Human rights organisation Amnesty International has urged the Premier League to change its testing for prospective new club owners.
The plea comes as Newcastle United look set to be taken over by a Saudi Arabian-backed consortium.
Via The Athletic, Sacha Deshmukh, Amnesty International UK’s CEO confirmed that they have sent a new “human-rights compliant” test to the Premier League to recommend that they overhaul the way that owner and director tests are carried out.
He said: “Instead of allowing those implicated in serious human rights violations to walk into English football simply because they have deep pockets, we’ve urged the Premier League to change their owners’ and directors’ test to address human rights issues.
“The phrase ‘human rights’ doesn’t even appear in the owners’ and directors’ test despite English football supposedly adhering to FIFA standards. We’ve sent the Premier League a suggested new human rights-compliant test and we reiterate our call on them to overhaul their standards on this.”

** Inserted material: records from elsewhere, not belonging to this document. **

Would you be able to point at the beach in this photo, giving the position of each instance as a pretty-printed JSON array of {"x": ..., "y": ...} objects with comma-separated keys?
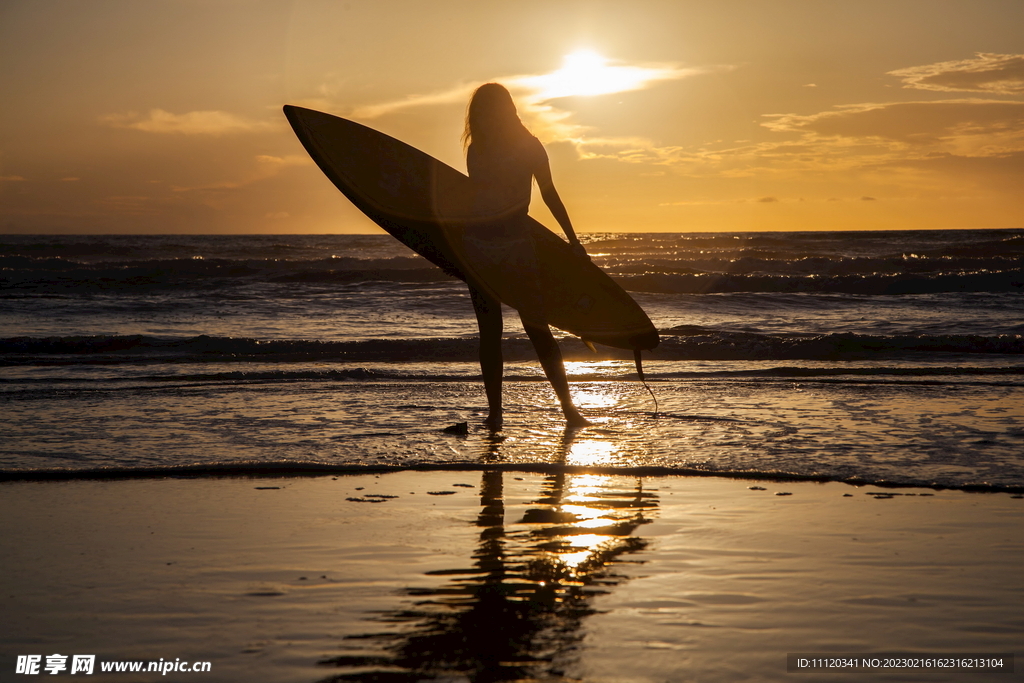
[
  {"x": 505, "y": 574},
  {"x": 265, "y": 456}
]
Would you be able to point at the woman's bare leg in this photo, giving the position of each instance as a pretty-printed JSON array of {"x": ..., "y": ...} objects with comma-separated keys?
[
  {"x": 551, "y": 360},
  {"x": 488, "y": 321}
]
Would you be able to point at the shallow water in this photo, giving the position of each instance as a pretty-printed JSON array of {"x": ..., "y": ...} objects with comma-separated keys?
[
  {"x": 891, "y": 356},
  {"x": 506, "y": 577}
]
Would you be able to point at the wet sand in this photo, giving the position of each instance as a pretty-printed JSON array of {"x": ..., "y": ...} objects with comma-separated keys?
[{"x": 504, "y": 575}]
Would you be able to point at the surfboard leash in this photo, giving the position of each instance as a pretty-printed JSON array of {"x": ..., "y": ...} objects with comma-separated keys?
[{"x": 636, "y": 358}]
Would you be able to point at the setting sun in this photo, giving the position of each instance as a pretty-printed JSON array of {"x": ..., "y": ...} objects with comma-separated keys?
[{"x": 586, "y": 73}]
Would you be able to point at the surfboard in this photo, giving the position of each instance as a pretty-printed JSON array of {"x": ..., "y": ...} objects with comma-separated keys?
[{"x": 426, "y": 205}]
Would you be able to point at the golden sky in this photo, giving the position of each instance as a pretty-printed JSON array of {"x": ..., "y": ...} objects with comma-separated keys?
[{"x": 144, "y": 117}]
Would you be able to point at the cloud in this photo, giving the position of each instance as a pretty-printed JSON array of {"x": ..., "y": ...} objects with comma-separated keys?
[
  {"x": 986, "y": 72},
  {"x": 190, "y": 123},
  {"x": 284, "y": 162},
  {"x": 582, "y": 74},
  {"x": 457, "y": 94},
  {"x": 973, "y": 127},
  {"x": 266, "y": 167}
]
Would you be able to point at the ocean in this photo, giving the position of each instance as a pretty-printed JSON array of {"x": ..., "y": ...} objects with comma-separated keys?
[{"x": 891, "y": 357}]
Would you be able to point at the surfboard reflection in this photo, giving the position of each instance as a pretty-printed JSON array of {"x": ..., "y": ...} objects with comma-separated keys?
[{"x": 517, "y": 612}]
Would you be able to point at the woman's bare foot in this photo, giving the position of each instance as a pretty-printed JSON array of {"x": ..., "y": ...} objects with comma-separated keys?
[{"x": 573, "y": 420}]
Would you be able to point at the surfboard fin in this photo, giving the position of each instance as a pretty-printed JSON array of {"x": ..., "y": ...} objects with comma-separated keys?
[{"x": 636, "y": 358}]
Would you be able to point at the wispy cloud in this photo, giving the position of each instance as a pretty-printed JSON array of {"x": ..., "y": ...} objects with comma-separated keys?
[
  {"x": 190, "y": 123},
  {"x": 986, "y": 72},
  {"x": 583, "y": 74}
]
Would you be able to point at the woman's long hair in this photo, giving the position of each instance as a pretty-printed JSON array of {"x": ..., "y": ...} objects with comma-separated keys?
[{"x": 492, "y": 119}]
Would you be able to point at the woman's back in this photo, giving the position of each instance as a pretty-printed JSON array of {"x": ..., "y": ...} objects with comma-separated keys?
[{"x": 503, "y": 175}]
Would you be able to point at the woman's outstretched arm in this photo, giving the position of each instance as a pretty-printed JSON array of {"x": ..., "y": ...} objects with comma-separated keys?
[{"x": 554, "y": 202}]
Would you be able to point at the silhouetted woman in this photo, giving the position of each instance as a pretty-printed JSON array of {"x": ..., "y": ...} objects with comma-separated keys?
[{"x": 503, "y": 159}]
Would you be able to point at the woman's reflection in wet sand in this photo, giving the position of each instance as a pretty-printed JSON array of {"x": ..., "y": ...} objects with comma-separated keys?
[{"x": 517, "y": 612}]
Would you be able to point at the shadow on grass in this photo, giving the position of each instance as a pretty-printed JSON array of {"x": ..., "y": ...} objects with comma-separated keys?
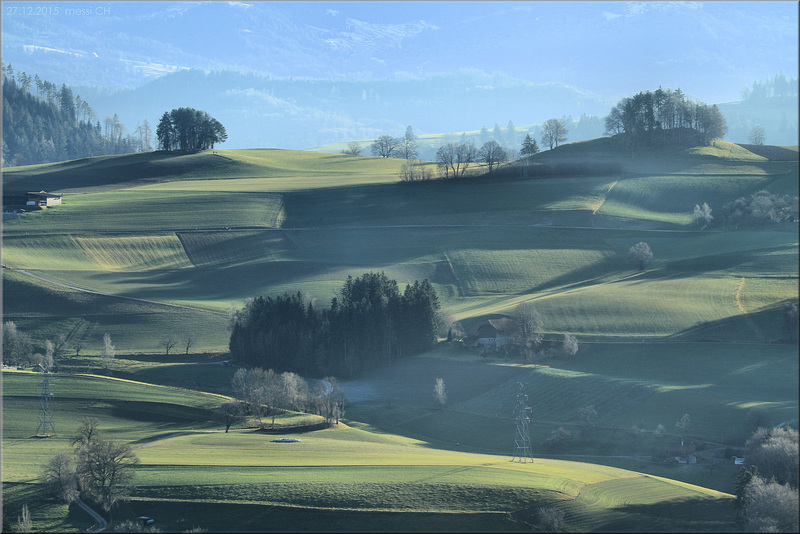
[{"x": 702, "y": 514}]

Amnesty added that like other sports such as Formula 1, football is an extremely popular sport for branding and potentially allowing a country to rebrand its image.
The Premier League had initially blocked the Public Investment Fund (PIF) that was providing 80% of the money required to complete the takeover due to its piracy issue with beIN Sports over the illegal broadcasting of Premier League matches.
However, a court hearing deemed that there was no need for PIF to provide separation between the Saudi state and them, therefore making the piracy claims redundant.
This now means the Premier League could allow the £300 million takeover of Newcastle to finally go ahead if they find no further issues. The takeover is expected to be completed by the end of the week at the latest.